Terrestrial and Microgravity Experimental Study of Microscale Heat-Transport Device Driven by Electrohydrodynamic Conduction Pumping

Research on heat transport in microscale has been generating much interest in the recent years due to the development of state-of-the-art high-powered electronics used in aerospace and terrestrial applications and the large amount of heat produced during their operation. Microscale two-phase-flow heat-transport devices are seen as one solution to this problem of high heat-flux removal. Microscale devices have extremely high heat fluxes due to the small heat-transfer surface area.
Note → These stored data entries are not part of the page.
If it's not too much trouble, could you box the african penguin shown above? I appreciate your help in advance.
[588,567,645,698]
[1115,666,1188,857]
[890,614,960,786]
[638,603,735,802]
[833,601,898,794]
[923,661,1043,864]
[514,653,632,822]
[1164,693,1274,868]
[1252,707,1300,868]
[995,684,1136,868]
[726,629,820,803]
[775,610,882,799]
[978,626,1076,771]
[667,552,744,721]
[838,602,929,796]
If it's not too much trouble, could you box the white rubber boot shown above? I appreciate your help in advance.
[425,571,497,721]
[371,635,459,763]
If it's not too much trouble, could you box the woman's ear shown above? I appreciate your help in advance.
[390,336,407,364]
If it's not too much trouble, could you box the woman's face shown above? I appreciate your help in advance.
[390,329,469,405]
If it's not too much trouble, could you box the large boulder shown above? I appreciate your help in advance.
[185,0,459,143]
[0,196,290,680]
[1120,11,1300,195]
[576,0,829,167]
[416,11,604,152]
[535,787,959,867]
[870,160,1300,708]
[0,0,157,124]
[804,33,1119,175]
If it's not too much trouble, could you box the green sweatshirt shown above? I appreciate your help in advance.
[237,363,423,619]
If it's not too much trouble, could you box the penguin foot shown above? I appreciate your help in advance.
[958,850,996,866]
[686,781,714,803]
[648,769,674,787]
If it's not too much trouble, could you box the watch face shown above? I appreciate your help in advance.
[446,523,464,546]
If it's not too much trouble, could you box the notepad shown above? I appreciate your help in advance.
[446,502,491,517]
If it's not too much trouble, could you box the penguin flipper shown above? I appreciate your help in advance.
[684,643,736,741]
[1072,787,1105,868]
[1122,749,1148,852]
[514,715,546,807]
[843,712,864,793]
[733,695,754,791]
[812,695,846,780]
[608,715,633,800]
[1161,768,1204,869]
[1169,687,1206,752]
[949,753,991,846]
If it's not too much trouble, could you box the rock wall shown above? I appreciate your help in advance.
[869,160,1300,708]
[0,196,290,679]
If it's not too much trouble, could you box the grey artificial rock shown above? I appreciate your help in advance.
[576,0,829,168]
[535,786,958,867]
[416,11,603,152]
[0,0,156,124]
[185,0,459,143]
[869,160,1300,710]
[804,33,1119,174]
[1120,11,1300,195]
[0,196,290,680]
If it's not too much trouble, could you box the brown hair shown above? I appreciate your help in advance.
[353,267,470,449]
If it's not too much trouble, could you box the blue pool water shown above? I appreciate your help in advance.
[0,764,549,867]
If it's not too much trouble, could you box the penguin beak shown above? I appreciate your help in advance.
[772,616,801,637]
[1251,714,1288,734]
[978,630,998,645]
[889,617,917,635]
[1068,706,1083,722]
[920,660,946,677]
In addition, the need for robust, nonmechanical, lightweight, low-noise, and low-vibration devices in specialized aerospace applications has led researchers to investigate electrically driven flow devices rather than their mechanical counterparts. This paper, for the first time, presents the results of an experimental study of a unique microscale heat-transport device that is driven by electrohydrodynamic (EHD) conduction pumping. Results from ground-based single-phase experiments with a microscale EHD pump are compared with experiments conducted on board a variable-gravity parabolic flight. Data show that the EHD pump functions well in both environments and can be potentially used in heat-transport devices in the absence of gravity. This is the first step in broader-scale future experimental work that will involve heat transfer, including phase change.